Revenues to the cities are expected to decline again next year, even as the costs of pensions and benefits for public employees keep rising dramatically, and will continue to do so for many years.
It’s a no-win game for everyone. For all the talk about jobs, jobs, jobs, L.A. city and county have woeful records of job growth for the last 30 years — barely one new job for every three people added to the state population, one for every six in the county and, believe it or not, a net loss of 100,000 jobs despite an increase in population of 1 million in L.A.
Burbank and Glendale clearly have done better, thanks to luring customers with expanded retail and wooing entertainment companies from L.A. and elsewhere.

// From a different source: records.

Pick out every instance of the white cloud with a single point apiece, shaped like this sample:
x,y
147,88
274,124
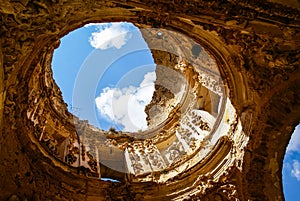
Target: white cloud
x,y
126,106
109,35
296,169
294,144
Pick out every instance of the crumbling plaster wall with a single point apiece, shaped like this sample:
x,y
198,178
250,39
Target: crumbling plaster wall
x,y
256,45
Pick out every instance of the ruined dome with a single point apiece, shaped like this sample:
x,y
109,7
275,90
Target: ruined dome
x,y
225,104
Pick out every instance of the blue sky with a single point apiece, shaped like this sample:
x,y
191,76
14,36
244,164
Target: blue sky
x,y
107,82
99,67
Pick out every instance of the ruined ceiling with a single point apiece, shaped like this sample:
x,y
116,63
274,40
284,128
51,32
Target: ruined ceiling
x,y
255,48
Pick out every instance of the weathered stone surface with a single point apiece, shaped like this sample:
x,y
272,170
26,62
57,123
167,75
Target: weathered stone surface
x,y
256,49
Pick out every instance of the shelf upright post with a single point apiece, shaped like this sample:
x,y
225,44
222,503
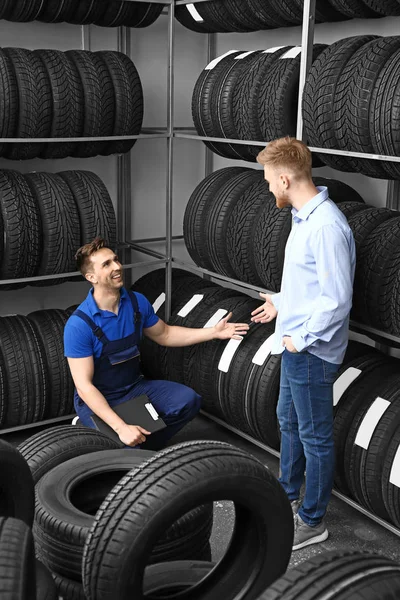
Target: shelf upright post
x,y
124,178
170,156
211,54
307,42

But L.A. is fighting with three-year tax holidays, interest-free loans, cash subsidies and reduced water and power rates to successfully steal a car dealership from Beverly Hills and medium-size firms from Santa Monica and Calabasas just in the last few weeks.
It’s a zero sum game. No new jobs are actually created. No new houses are sold, or cars or home furnishings.
Cities that are succeeding in the new economy — Portland, Des Moines and several others in the Midwest — are thinking and acting regionally and attracting new businesses and new jobs that stimulate the local economy, whether the direct impact of those businesses and jobs is in the major city or the suburbs.
The Los Angeles Economic Development Corp. has put forward a similar countywide strategic plan focused on creating an educated workforce and business-friendly climate, modernizing the infrastructure, taking advantage of the technological and research strengths of the region and smart use and reuse of available land.
At its heart, the emphasis is on the quality of life in which we live and work — the happiness factor.
Many economists are coming to the same conclusion: the new prosperity needs to be measured by the quality of our lives, which means safe and healthy neighborhoods, good schools, reduced traffic congestion and so on.
City officials in Burbank and Glendale already are deep into planning how to deal with the steep budget cuts for the next fiscal year.
The questions residents need to be asking is whether those decisions will make your lives better in the long run — or worse.